To understand the post-religious world, which I believe we’ve been living in more or less since the turn of the twentieth century, it’s important to understand the religious world we lived in before then. It’s easy at times to forget that for all of human history from the caves on up, the existence of some form of deity was for homo sapiens as much of a reality as the sun, the stones, the water we drank, the food we ate, our fellow creatures and, most importantly, ourselves. In fact, all these lesser realities (including us) were seen in the context of divine creation - which is why we called ourselves “creatures” in the first place.
In the religious world, the fact that different people and groups had different views on God’s nature and intentions were not seen as a challenge to God’s existence. Different tribes had worshipped different Gods from the very beginning. God was by definition mysterious. If your neighbors disagreed with your version of the almighty, you reacted to them with tolerance or with charges of heresy, depending on your tribe’s inclinations. Disbelief was simply not an option. The American experiment (still ongoing) in separation of church and state is a prime example. The founding fathers did not choose unbelief over belief – they simply decriminalized heresy and identified freedom to believe as a God-given right, which in the religious world is not a contradiction. Fish don’t doubt the water. So what happened?
There had been major groundswells of change during the 19th century. The Catholic Church executed its last heretic in 1826; The Origin of Species was published in 1859; Neichze declared God dead in 1882 - and he wasn’t burned at the stake [1]; in 1879 Thomas Edison harnessed the magnetic power of the universe to turn on the lights– and by 1893 the gods' angry thunderbolts had become something you could make toast with. Our sense of ourselves was changing. By the end of the century, with a long overdue nod to Galileo, heliocentrism (the idea that the earth orbits the sun and not vice-versa) was fully entrenched as humankind’s default position, Genesis notwithstanding. As the century turned, Religion still explained many things for many people – but it no longer explained everything for everybody.
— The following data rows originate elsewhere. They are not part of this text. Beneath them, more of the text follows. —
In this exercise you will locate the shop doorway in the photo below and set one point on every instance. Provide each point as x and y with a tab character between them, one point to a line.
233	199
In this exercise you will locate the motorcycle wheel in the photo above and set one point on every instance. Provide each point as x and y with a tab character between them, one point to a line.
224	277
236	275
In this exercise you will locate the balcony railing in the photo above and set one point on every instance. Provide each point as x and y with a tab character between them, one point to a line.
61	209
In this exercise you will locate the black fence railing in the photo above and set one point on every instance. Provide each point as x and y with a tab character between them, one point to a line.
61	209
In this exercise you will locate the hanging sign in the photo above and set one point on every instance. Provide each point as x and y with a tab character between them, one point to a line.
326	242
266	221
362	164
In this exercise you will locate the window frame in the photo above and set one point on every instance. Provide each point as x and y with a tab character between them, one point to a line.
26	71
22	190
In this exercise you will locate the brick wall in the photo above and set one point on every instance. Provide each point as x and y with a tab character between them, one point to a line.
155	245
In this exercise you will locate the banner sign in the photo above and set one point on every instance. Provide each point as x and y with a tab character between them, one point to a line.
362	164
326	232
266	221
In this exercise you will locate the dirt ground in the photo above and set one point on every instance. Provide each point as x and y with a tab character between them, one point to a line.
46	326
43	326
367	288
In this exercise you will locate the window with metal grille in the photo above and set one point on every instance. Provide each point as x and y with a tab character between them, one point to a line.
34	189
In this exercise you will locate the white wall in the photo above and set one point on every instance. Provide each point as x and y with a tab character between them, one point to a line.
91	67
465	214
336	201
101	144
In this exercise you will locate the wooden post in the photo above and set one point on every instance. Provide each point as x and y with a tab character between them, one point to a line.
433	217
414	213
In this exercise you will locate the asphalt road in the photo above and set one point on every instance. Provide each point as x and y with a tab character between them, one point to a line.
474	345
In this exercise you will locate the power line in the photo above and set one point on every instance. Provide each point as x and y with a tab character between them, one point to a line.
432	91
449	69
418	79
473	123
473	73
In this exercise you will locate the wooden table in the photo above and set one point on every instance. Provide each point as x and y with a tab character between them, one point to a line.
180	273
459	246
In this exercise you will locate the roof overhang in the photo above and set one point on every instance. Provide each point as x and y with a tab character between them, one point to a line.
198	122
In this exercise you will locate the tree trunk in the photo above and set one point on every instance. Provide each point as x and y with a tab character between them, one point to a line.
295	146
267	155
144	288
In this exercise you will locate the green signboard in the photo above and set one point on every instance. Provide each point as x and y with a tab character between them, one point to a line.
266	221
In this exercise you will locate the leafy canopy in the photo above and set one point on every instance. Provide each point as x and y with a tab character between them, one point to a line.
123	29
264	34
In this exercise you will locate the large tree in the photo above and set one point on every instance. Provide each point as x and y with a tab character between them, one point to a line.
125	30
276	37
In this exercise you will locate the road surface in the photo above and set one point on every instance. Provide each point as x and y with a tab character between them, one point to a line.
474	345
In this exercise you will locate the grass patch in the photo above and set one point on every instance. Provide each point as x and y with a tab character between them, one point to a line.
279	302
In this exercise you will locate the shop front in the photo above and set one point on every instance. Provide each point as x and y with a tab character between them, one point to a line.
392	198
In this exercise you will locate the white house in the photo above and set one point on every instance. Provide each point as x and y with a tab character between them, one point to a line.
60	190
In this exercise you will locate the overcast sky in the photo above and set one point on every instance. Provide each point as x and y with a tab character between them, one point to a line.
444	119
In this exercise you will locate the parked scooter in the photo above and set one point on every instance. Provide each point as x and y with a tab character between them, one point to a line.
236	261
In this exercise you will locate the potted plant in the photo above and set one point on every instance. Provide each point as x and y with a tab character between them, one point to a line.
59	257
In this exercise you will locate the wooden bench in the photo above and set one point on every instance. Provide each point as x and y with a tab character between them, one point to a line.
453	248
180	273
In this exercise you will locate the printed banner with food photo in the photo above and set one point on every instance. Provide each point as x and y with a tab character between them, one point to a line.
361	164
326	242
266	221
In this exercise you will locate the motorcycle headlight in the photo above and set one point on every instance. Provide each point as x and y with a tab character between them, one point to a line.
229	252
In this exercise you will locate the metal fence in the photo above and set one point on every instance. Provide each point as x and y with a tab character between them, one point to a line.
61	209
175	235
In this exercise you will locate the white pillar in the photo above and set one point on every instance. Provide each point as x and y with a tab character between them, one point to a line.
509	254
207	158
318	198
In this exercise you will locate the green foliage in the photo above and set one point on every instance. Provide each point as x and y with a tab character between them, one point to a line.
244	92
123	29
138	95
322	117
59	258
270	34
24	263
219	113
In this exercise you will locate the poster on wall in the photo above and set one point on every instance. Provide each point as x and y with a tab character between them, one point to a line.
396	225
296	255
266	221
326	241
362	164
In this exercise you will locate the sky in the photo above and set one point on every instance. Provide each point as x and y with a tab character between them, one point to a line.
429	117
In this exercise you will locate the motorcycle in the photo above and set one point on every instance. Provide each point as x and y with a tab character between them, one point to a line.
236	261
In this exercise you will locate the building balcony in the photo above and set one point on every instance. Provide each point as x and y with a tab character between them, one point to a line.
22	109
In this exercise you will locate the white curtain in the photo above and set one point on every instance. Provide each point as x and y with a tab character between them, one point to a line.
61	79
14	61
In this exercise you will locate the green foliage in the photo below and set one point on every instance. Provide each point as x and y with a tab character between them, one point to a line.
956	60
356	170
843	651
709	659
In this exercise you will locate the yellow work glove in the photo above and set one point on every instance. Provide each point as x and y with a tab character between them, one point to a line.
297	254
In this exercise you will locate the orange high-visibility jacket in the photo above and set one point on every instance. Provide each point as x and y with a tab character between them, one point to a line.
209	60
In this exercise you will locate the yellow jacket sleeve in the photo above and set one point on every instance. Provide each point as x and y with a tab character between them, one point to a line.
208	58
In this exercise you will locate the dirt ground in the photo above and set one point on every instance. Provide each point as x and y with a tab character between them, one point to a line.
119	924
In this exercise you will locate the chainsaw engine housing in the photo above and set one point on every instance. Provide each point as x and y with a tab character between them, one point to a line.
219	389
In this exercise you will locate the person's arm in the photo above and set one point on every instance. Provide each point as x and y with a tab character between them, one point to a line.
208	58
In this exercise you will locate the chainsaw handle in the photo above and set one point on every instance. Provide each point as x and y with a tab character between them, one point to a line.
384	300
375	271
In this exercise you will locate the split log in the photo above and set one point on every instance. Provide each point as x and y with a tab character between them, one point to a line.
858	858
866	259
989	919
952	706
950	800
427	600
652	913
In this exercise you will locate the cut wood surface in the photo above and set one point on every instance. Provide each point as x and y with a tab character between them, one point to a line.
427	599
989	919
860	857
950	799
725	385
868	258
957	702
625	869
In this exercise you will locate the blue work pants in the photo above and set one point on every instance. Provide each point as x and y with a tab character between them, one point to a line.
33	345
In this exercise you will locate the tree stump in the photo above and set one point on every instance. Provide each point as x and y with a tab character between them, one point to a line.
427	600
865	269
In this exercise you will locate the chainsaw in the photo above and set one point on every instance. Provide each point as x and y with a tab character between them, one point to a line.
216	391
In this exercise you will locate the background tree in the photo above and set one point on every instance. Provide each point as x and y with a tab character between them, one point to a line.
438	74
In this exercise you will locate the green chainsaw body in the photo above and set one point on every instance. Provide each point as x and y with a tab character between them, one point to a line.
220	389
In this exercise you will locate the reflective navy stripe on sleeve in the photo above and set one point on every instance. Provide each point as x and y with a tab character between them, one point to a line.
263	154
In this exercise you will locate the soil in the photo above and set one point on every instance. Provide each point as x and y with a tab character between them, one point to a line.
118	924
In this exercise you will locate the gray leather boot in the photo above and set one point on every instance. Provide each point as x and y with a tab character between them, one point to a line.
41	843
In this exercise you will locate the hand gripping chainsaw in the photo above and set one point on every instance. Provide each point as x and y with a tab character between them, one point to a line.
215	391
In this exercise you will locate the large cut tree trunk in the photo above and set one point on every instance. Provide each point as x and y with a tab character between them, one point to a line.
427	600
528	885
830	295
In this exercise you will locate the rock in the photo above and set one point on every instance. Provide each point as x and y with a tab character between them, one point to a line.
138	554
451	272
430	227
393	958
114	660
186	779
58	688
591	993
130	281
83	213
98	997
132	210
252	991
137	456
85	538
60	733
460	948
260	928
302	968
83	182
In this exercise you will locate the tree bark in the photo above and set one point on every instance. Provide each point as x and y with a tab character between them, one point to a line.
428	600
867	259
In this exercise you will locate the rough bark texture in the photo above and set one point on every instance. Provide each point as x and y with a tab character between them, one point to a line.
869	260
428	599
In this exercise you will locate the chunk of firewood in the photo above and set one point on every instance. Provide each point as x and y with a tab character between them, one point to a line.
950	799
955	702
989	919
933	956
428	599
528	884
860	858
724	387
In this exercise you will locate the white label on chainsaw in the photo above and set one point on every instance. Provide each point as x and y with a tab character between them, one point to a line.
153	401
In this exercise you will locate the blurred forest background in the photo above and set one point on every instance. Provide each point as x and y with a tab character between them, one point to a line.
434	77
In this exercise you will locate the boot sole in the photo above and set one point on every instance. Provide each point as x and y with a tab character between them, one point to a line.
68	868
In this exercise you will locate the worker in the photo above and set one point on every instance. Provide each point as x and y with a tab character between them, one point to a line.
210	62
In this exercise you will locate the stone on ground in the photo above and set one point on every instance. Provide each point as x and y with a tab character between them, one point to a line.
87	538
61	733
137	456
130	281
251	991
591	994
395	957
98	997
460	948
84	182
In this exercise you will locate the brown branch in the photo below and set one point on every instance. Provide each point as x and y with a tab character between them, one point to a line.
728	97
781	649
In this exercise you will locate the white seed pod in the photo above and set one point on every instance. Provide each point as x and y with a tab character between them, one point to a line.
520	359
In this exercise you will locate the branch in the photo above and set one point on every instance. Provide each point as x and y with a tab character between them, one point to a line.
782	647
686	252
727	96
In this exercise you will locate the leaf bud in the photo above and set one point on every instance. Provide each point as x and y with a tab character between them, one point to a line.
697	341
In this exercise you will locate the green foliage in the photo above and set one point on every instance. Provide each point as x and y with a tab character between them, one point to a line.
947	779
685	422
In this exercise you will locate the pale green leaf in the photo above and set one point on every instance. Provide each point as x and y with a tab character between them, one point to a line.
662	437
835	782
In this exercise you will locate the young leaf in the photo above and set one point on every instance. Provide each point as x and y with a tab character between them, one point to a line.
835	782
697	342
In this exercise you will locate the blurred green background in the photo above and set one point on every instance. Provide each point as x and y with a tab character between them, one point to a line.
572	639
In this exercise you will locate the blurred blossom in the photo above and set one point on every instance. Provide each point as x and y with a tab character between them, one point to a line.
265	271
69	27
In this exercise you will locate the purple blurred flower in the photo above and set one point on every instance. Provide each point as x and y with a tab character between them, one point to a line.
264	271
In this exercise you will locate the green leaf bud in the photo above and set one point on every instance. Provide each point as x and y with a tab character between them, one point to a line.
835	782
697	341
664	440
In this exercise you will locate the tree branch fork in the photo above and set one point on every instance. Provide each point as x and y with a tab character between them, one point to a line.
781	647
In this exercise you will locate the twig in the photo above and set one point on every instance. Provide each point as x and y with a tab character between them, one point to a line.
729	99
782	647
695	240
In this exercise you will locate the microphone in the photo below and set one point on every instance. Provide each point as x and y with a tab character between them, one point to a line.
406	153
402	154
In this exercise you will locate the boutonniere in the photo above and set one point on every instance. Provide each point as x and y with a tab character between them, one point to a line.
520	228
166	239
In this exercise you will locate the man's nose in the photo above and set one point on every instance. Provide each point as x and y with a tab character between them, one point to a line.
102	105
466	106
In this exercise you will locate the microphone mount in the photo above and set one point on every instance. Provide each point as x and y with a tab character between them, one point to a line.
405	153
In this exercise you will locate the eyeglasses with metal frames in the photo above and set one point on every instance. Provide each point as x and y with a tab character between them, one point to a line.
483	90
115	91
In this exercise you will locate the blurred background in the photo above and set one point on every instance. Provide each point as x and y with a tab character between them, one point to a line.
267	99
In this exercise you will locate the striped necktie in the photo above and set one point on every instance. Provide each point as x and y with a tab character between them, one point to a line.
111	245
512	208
The fish were beginning to rethink the water.
When I was doing my research into what would become The Holy Bluff, I stumbled upon a fascinating book by the Reverend William Hallock Johnson, The Christian Faith Under Modern Searchlights, in which the Reverend argued for the endurance of and continuing need for adherence to the eternal truths provided by faith despite the mechanistic information provided by Darwin’s discoveries and the seemingly game-changing view of the universe provided by recent advances in cosmology. I was well into the second chapter before a reference to the terrible war raging in Europe prompted me to check the date of publication - which turned out to be 1916. The Reverend was not simply defending his beliefs against some other theologian’s, but the validity of belief itself. A century before, he would have had no one to argue with.
In the century since, the argument has rumbled on with all the subtlety of a tectonic shift. From the Scopes trial in the 1920’s, where beleaguered evolutionists fought for the right to teach their theories in school, to today’s courtroom battles for (and against) the inclusion of an “intelligent design” curriculum as an alternative to evolution, we’ve seen a major tide change. And like all tides, it has left a lot of people high and dry.
The difference between the religious world view and the (for lack of a better word) secular world view comes down to one simple point: in the religious view, an eternal perfect being created everything for a purpose and we created beings draw our lives’ meaning from serving that purpose. In the secular view, creation is an accident, with no guiding intelligence behind it and nothing eternal except eternal change. Those of us who live in the post religious world are stuck between these two positions and both sides are digging in. It’s not a comfortable place to be, but it’s where we are. The United States is split pretty much down the middle and it’s not working for us.
Religion isn’t over. It’s not going anywhere anytime soon. It’s my opinion that we wouldn’t be any better off if it did. The first two attempts to base a modern nation on a purely secular ideology were Communist Russia and Nazi Germany. Few among us, believers or unbelievers, would consider Stalin or Hitler preferable to Jesus. They simply filled a vacuum left by the collapse of something that had been there before. In the post-religious world, vacuums are a problem, perhaps the problem.
Which is why I wrote the book.
[1] The actual quote is “Though God is dead, we still see his shadow” – as good a picture of the post-religious world as you’ll find.